Bon, me revoilà tout de même rapidement.

Rated : ... T ? Limite K+.


Réponses aux reviews anonymes (ou pas !) :

Good Demon with A Red Dress : Merci pour ta review, elle m'a fait très plaisir. Comme tu peux le voir, il y a encore des choses à faire avec cette fiction. :3 J'espère que la suite et la fin qui ne devra pas trop tarder va te plaire. Encore un ou deux chapitres, trois maximum, sont prévu !

Pifouyou76 : Merci, le courage vient des reviews pour la plupart des auteurs :3

Adiez : Je n'aime pas écrire pour moi, je peux très bien m'en passer. J'écris pour transmettre une passion :3. Merci pour ton soutien !

Michikuni Mayu : Tu verras, pour ce qui est du contrat, tu vas pas t'attendre à ce qui va arriver :3

Dark D Maeva : Je n'ai aucun mérite, crois-moi. C'est grâce aux autres, à tous ceux qui me soutiennent que je puise l'énergie pour écrire ainsi J

RapistPanda : Je ne t'en veux pas, je sais à quel point c'est dure de poster une review depuis un portable. Je fais tout le temps la même chose ou alors je lisais les nouveaux chapitres en cours x) Merci pour ta review !

Soh : Ne t'en fais pas : Je vais la finir finalement ! On m'en a convaincu ;) Merci pour cette belle review, je suis contente que ma fiction te plait ainsi !

CrazyDodge : Relève-toi, se mettre à genoux pour ça n'est pas nécessaire ! Le voici, ton nouveau chapitre ;)

Trisha : Deux à me supplier à genoux… Mais arrêtez bon sang ! x)

lither lone : Ton exemple concernant les notes d'auteur « petit délire avec ma pousse de bambou à moi » m'a littéralement tué de rire ! Je rigolais toute seule ! Niveau caractère du personnage, je ne peux pas le respecter ce genre de relation est bien trop complexe pour moi, je suis désolée… Ta review était magnifique, merci !

Manu : Merci, je l'ai trouvé, ce courage ! ;)
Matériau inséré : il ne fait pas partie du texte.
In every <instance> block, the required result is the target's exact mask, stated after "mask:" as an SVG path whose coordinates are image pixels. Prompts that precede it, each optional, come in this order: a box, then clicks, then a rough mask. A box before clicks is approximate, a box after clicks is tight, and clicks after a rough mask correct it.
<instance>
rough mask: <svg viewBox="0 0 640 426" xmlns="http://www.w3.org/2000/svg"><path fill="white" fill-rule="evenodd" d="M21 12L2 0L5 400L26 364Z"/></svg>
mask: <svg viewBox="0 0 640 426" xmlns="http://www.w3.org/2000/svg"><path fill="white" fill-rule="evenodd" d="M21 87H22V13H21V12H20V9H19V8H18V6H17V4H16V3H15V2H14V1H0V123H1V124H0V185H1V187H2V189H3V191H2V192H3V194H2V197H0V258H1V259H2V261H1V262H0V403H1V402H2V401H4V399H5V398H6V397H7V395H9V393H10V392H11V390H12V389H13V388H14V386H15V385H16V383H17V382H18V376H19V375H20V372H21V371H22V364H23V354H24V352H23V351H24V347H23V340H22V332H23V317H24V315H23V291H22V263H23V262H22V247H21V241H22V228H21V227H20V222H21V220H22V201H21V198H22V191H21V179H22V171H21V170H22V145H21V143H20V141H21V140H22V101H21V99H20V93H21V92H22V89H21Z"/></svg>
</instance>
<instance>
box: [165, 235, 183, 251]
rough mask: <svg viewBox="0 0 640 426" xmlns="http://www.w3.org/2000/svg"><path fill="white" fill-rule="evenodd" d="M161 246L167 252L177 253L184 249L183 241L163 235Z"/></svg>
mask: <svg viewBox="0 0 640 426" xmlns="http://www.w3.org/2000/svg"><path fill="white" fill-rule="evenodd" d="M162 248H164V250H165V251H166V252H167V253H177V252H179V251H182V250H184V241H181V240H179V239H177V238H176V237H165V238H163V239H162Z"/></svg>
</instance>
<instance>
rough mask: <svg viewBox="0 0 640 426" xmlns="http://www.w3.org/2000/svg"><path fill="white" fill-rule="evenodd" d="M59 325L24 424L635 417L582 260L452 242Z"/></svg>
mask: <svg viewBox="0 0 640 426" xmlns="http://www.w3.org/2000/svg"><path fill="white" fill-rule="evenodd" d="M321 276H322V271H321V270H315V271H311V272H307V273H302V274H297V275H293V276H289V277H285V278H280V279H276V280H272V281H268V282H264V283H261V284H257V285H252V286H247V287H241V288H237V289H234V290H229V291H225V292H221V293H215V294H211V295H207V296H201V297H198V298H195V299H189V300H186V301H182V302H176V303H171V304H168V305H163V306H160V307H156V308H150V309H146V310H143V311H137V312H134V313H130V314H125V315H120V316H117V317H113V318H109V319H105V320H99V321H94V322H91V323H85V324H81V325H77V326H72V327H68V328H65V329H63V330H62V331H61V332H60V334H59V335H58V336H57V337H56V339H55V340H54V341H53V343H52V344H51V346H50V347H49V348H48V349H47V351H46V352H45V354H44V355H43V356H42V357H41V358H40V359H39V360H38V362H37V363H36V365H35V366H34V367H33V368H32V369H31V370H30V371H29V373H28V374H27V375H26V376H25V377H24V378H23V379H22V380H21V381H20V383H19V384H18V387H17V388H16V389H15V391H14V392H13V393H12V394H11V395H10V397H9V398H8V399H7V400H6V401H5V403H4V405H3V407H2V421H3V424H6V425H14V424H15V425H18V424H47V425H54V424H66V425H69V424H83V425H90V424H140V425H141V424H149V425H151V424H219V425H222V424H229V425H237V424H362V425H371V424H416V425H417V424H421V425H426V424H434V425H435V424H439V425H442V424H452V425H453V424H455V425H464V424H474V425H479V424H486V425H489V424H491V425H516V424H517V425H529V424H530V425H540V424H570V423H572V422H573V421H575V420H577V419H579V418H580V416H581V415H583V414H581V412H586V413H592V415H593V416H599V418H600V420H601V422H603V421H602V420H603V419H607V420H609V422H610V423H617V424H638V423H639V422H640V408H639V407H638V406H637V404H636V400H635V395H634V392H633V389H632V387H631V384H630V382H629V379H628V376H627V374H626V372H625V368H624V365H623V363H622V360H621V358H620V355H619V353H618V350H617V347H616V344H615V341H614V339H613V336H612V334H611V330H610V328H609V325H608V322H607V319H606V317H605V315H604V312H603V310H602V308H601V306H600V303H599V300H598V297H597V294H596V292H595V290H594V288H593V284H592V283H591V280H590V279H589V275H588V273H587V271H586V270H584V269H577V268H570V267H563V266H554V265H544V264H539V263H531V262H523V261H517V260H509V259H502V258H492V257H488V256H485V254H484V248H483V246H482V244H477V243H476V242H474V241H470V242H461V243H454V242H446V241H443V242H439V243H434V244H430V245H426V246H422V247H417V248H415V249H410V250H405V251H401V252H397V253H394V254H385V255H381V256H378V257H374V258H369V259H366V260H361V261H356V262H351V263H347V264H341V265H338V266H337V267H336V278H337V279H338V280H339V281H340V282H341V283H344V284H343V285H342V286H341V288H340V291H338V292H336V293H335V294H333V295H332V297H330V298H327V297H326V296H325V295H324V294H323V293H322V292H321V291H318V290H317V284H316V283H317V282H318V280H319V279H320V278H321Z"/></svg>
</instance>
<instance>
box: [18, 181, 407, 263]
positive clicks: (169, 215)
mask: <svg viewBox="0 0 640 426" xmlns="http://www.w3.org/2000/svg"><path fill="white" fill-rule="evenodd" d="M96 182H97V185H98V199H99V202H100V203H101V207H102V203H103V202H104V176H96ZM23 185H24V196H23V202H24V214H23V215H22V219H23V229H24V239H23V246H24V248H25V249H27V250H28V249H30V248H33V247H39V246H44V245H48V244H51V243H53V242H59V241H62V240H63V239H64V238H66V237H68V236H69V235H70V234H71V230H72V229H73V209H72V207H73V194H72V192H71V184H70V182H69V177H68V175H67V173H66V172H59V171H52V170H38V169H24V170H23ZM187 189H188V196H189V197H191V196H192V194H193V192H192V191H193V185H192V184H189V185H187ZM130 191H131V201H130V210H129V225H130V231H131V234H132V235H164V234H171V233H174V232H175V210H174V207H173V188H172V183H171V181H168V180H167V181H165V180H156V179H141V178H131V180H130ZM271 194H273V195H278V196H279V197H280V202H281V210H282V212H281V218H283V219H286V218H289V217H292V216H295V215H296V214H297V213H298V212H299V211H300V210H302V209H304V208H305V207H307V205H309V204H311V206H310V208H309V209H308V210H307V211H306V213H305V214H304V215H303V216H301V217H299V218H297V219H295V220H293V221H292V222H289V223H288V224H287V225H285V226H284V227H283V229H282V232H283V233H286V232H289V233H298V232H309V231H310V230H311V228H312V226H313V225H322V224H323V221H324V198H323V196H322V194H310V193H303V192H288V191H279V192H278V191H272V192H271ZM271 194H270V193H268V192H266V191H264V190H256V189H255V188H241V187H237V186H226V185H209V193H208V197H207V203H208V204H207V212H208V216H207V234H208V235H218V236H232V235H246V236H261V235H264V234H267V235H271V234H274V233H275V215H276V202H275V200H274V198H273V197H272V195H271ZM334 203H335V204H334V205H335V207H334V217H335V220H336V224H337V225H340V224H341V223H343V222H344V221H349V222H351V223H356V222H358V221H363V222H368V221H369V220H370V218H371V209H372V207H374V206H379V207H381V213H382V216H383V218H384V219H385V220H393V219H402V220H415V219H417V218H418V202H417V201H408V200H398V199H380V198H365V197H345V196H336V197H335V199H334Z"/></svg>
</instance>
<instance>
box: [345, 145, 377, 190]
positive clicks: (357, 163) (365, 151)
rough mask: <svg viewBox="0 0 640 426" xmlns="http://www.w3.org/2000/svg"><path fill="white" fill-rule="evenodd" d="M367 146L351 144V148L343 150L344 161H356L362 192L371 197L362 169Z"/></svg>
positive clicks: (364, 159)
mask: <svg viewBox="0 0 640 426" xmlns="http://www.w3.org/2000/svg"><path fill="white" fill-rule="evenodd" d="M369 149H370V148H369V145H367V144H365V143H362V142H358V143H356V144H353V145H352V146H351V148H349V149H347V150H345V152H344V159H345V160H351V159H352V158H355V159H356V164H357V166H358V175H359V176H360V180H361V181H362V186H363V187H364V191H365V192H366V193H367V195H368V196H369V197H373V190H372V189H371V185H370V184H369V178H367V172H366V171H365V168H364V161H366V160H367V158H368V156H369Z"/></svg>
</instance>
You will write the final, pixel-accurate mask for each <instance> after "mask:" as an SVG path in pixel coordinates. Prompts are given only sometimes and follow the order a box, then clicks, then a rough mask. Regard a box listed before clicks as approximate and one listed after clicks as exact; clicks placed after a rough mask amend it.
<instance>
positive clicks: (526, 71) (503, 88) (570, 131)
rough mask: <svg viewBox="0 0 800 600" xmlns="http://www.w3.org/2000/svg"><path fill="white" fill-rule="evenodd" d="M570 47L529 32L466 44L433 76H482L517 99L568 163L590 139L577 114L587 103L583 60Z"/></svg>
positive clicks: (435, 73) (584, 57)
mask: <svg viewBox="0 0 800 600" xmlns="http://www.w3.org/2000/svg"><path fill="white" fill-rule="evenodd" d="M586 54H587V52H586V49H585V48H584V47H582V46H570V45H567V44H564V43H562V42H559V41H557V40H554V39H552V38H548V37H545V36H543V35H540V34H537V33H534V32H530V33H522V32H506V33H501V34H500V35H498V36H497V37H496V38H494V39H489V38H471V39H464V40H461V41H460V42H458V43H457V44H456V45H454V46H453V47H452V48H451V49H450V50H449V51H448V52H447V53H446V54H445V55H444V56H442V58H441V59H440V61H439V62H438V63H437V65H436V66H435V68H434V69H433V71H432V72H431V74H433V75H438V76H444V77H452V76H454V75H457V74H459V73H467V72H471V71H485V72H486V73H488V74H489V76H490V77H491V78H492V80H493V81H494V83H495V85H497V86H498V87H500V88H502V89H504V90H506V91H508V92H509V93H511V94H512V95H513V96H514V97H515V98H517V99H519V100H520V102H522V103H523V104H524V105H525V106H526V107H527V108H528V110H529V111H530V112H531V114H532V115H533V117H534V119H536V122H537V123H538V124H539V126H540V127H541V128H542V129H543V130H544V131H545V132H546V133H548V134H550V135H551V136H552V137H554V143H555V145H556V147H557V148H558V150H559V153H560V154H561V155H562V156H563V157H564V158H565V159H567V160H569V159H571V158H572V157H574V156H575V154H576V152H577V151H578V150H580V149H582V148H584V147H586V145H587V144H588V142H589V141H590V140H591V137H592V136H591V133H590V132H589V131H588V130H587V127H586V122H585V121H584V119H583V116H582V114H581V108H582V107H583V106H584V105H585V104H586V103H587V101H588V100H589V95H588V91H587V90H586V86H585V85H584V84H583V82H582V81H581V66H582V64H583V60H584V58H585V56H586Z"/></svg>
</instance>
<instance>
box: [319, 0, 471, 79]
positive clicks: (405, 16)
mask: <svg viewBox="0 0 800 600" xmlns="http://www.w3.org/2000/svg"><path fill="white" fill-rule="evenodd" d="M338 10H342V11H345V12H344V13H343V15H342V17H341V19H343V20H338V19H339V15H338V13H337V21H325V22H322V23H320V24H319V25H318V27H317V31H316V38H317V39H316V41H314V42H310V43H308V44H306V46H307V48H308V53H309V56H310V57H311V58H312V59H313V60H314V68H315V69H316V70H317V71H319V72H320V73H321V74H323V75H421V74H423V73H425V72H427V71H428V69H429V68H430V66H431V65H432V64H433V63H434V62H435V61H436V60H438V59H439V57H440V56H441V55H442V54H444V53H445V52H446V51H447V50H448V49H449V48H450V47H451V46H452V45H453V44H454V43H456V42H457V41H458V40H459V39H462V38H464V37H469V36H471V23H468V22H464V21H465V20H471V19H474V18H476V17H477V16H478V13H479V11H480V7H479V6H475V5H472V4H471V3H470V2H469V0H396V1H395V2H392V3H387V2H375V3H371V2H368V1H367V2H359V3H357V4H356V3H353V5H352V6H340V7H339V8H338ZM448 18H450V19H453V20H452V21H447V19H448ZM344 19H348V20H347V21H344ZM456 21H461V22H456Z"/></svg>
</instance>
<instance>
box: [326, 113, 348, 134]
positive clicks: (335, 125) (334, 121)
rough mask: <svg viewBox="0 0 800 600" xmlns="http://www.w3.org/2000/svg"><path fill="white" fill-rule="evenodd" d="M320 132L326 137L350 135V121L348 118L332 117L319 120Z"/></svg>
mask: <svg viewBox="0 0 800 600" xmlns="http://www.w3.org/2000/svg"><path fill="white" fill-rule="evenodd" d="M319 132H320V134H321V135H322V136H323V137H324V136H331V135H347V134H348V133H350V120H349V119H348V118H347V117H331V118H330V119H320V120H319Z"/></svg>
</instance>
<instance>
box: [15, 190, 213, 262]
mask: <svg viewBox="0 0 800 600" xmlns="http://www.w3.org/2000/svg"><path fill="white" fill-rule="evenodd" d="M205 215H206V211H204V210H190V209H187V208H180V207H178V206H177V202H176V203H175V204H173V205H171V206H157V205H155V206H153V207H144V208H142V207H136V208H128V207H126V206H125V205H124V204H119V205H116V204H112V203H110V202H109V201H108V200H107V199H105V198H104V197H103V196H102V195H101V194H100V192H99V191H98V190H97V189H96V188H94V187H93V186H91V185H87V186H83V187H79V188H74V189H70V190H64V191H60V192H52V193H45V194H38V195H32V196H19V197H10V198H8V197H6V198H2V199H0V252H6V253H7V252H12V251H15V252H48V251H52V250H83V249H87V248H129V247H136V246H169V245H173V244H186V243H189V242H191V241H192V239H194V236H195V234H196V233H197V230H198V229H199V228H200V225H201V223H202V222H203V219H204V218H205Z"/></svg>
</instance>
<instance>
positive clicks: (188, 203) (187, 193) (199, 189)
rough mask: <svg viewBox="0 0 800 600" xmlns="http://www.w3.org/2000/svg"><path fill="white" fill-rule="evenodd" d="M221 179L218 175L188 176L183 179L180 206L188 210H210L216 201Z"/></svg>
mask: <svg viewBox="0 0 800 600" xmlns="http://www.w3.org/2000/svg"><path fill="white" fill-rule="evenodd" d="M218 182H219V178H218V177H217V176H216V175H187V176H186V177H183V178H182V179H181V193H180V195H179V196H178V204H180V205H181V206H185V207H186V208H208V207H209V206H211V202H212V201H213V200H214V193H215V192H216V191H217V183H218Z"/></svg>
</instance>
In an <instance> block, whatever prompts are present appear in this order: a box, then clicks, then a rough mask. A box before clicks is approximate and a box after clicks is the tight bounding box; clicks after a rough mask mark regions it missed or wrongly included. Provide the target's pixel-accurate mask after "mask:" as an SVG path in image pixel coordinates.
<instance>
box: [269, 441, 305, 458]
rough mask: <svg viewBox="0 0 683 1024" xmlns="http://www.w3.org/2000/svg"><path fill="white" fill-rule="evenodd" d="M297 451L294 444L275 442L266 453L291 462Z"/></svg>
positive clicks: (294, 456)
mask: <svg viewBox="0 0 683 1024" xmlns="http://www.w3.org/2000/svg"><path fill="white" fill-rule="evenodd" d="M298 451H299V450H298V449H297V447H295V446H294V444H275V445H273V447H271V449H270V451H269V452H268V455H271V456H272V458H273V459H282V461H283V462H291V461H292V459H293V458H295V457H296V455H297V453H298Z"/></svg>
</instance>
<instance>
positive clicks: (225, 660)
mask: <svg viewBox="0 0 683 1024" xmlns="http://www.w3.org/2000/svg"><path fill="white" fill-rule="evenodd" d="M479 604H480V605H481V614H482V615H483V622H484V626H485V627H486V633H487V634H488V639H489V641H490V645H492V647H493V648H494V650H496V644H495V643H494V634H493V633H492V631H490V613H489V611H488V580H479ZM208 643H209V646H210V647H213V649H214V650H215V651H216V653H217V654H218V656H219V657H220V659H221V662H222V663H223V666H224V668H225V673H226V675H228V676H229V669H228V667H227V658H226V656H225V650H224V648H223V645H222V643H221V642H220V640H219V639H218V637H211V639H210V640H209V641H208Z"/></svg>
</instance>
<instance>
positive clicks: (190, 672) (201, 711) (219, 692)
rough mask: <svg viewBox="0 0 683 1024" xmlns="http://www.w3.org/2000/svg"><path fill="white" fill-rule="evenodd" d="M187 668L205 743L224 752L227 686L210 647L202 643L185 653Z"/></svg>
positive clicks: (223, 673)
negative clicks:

Cecelaw : Petite curieuse, tu ne sauras rien avant le chapitre comprenant tout ce qui concerne les pulsions de Zoro ! Héhé, je veux voir comment vous allez réagir face à ce qu'il va se passer :3

Giulia : Comme pour Cecelaw, tu seras tout dans le chapitre prochain :3


Départ pour la France.

Trois jours... Trois jours qu'ils ne pouvaient pas sortir du dojo à cause de cette foutue pluie qui ne s'arrêtait pas. Ces vacances avaient si bien commencées... Mais Zoro avait du boulot et Sanji voulait à tout prix aider pour son restaurant. Ils furent donc contraints de partir le temps d'une accalmie. Ils saluèrent un par un chaque résident et ceux-ci leur prêtèrent de quoi se protéger du sol gadouilleux et de la pluie. Sanji s'était très bien fait accepté, les autres se souciant à peine qu'ils soient ensemble ou pas, et avait même tissé quelques liens avec quelques personnes de son âge. Il avait eut le droit quelques cours de kendo donner par son amant, lui montrant la posture, la façon de frapper son adversaire, et lui avait apprit la maitrise de soi lorsqu'ils avaient été seuls, pouvant ainsi déstabiliser son élève en lui faisant des choses pas très anodines avant de se rétracter et de faire passer ça pour un "entrainement". Un soir, ils étaient tous les deux sous un abri non-clos, profitant de la fraîcheur que créait la pluie pour s'oublier tous les deux, ensembles. Sanji avait tout particulièrement aimé ce moment avec Zoro, il avait pu découvrir une autre facette de cet homme, encore une fois. Et puis l'autre lui avait sourit tendrement avant de le jeter sous la pluie glaciale, soit-disant pour l' "entrainer".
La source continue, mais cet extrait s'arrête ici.